Llasa: Llama-Based Speech Synthesis

95 CalmStorm 9 5/1/2025, 4:43:37 PM llasatts.github.io ↗

Comments (9)

ks2048 · 2h ago
Odd that the page doesn't seem to link to either,

paper: https://arxiv.org/abs/2502.04128

github: https://github.com/zhenye234/LLaSA_training

CalmStorm · 5h ago
LLaSA is a simple framework for speech synthesis that employs a single-layer vector quantizer (VQ) codec and a single Transformer architecture to fully align with standard LLMs such as LLaMA.
WastedCucumber · 4h ago
Probably the title should have the correct capitalization then. Cause I was fully expecting a speech synthesis tool that sounded like llamas talking human language and now I'm bummed out!
mring33621 · 3h ago
the long 'uuuuhhhhhhh' from some of the lesser models is killing me.
jszymborski · 3h ago
based on the samples, it really seams like anything smaller than 3B is pretty useless.
hadlock · 2h ago
If you're doing a home lab voice assistant 1B is nice, because on a 12gb gpu you can run a moderately competent 7b LLM and two 1b models; 1 for speech to text and also text to speech, plus some for the wake word monitor.

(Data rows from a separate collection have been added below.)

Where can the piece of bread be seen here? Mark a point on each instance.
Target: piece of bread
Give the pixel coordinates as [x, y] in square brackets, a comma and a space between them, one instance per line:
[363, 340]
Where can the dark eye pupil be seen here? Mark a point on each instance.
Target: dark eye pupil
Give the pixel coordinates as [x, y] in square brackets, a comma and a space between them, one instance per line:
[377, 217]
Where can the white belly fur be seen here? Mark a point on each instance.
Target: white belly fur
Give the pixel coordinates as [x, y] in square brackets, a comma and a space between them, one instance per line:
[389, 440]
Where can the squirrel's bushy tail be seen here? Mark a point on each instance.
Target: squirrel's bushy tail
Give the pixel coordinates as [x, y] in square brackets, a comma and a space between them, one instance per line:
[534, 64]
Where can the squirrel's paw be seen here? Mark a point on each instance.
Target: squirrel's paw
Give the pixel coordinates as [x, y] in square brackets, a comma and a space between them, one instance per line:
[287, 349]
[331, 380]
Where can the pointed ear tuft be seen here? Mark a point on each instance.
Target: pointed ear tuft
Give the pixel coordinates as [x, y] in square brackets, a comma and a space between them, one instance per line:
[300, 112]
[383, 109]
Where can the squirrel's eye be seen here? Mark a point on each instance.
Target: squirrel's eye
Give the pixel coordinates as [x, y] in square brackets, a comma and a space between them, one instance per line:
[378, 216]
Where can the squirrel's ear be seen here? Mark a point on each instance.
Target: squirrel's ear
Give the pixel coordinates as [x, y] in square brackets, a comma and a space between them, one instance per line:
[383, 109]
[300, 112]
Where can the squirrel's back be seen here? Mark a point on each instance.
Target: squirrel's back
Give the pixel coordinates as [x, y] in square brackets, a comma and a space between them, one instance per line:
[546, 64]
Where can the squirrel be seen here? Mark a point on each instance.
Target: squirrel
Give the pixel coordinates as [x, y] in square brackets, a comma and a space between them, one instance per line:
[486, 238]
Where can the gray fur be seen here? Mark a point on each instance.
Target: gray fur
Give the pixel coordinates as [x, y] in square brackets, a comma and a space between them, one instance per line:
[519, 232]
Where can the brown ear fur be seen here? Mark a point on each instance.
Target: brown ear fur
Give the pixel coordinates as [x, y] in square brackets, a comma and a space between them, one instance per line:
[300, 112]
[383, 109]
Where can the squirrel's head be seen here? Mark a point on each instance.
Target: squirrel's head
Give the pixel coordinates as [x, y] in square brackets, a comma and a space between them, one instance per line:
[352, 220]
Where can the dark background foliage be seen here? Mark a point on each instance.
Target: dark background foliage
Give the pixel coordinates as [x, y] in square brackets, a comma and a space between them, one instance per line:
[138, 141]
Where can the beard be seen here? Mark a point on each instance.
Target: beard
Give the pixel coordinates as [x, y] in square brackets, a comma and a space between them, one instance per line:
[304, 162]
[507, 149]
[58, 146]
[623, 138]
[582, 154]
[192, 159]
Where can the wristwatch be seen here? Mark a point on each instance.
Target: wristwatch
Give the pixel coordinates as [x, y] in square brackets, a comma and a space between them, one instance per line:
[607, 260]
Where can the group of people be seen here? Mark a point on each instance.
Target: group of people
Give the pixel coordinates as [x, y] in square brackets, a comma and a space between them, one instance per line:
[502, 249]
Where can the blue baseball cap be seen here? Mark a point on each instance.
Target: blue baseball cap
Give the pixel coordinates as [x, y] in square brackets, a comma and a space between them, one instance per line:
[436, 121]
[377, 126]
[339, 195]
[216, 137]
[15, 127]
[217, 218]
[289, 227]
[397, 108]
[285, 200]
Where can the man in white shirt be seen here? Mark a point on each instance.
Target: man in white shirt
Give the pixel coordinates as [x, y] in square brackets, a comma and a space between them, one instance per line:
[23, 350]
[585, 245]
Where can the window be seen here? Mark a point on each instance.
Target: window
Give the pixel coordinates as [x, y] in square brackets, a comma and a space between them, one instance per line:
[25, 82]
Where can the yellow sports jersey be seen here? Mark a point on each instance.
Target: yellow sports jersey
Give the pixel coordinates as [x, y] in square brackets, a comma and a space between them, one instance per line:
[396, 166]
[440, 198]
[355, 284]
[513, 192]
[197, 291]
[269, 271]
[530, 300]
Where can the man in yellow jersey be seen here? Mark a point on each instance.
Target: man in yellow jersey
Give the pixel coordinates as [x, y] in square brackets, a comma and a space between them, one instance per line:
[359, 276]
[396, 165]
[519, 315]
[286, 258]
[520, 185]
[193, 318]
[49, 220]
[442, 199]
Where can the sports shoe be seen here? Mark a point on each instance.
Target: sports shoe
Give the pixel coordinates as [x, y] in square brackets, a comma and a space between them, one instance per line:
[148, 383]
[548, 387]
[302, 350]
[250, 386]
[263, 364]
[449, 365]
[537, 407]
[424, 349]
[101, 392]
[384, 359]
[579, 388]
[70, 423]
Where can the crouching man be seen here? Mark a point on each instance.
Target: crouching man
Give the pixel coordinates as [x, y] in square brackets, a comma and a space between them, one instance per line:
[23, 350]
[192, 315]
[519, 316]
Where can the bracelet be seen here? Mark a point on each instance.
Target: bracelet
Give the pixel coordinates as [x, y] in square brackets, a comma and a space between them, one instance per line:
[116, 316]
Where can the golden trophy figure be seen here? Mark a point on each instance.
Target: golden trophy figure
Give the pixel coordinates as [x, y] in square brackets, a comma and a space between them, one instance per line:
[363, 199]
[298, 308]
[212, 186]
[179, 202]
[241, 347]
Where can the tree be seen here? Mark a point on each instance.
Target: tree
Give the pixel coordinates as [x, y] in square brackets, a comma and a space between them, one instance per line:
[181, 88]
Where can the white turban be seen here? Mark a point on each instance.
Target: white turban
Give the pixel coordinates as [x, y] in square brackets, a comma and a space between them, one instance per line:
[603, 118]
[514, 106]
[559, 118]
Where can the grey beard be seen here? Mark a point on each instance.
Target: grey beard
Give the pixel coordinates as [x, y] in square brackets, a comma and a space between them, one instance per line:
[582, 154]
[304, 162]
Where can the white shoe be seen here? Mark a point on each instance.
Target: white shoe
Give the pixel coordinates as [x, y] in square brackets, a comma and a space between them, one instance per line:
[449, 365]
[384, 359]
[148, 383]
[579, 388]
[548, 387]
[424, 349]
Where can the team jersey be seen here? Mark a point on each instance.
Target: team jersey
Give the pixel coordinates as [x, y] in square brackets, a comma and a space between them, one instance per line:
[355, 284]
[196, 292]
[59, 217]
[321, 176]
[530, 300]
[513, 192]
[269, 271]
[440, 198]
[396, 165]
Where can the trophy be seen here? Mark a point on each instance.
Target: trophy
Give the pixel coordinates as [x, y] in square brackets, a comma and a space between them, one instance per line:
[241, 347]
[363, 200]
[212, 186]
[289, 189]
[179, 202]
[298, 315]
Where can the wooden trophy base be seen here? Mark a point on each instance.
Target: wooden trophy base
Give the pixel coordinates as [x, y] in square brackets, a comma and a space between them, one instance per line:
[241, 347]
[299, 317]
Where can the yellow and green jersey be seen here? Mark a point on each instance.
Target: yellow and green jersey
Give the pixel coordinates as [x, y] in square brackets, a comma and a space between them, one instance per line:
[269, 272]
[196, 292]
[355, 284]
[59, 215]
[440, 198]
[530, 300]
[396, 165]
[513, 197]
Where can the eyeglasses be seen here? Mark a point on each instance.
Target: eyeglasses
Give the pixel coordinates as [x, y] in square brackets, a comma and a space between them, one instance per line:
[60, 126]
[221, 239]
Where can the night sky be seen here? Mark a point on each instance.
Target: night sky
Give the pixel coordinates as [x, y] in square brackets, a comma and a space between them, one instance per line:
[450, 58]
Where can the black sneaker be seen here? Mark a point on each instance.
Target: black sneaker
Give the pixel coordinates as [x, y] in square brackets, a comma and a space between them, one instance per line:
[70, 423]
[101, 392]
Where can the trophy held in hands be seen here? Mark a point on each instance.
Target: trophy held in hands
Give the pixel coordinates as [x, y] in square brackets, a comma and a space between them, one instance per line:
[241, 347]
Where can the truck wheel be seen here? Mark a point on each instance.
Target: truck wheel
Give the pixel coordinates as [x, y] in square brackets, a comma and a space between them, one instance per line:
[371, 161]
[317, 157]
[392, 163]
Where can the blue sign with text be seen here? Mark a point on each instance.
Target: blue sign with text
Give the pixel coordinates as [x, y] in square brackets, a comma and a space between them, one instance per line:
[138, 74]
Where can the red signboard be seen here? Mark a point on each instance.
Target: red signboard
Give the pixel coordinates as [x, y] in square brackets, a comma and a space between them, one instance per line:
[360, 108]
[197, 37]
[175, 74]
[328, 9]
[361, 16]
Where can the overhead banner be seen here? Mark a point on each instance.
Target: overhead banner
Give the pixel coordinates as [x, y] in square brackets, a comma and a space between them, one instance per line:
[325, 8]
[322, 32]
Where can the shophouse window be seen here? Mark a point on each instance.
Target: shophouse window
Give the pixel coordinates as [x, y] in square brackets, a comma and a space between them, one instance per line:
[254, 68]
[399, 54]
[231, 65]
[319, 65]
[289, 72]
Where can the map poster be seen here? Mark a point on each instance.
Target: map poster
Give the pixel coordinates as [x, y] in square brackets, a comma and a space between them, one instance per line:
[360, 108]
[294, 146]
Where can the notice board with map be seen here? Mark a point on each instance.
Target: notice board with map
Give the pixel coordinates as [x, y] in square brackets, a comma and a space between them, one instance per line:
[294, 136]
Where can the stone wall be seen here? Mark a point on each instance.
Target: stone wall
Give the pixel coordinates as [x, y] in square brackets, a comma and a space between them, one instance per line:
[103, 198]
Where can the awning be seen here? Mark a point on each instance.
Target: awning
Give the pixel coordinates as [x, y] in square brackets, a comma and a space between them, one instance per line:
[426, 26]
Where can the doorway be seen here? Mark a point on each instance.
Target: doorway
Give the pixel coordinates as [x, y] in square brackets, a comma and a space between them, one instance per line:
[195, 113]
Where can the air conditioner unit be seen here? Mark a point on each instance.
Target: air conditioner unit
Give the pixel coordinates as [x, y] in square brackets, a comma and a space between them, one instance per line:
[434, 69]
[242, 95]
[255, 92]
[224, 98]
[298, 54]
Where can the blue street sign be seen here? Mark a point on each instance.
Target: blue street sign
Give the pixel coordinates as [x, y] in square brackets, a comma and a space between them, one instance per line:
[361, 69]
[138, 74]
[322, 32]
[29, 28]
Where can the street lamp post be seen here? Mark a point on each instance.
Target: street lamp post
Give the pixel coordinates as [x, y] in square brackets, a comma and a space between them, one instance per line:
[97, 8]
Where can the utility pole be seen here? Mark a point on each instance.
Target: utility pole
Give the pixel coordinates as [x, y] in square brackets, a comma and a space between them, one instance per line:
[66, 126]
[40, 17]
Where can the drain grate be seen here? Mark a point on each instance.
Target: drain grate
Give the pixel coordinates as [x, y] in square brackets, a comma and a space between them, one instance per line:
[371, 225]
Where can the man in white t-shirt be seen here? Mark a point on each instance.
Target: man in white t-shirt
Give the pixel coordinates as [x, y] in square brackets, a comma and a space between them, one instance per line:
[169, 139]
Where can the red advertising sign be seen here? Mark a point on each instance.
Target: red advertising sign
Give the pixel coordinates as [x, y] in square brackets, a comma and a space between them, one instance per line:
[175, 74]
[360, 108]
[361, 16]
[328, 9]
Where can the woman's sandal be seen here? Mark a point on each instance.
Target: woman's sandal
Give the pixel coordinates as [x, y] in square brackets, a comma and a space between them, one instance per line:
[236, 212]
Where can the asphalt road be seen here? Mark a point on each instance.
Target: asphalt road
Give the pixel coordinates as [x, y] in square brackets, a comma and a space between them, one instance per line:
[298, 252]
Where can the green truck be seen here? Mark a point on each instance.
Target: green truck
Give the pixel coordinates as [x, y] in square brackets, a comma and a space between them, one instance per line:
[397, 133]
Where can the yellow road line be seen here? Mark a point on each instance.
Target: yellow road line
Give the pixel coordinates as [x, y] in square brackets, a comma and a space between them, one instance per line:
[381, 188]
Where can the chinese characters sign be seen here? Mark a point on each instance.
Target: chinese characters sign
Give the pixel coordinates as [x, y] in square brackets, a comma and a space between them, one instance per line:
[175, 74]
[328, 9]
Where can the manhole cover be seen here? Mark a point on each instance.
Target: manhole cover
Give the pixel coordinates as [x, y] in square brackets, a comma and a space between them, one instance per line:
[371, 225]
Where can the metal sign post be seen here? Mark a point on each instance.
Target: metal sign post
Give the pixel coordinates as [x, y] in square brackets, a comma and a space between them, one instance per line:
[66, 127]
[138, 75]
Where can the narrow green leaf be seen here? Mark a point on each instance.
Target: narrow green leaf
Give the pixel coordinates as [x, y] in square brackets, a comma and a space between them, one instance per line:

Maybe in a couple of years we can combine all this into a single ~8b model that runs efficiently on 12gb gpu. Nvidia doesn't seem very incentivized right now to sell consumer GPUs that can run all this on a single consumer grade chip when they're making so much money selling commercial grade 48gb cards.
StevenNunez · 4h ago
I can't wait see this integrated into Open WebUI! These sound amazing.
dheera · 2h ago
> employs a single-layer vector quantizer (VQ) codec and a single Transformer architecture to fully align

I really wish when new models were released that they would draw a diagram of all the layers and the tensor input and output sizes at each layer, with zoom in/out capabilities if needed using D3.js or whatever visualization framework if needed. Every single layer should be on there with its input and output sizes.

These one-sentence descriptions, and approximate block diagrams with arrows pointing at each other are never enough to understand how something is actually implemented.

exe34 · 2h ago
Sounds like a solid SaaS business plan!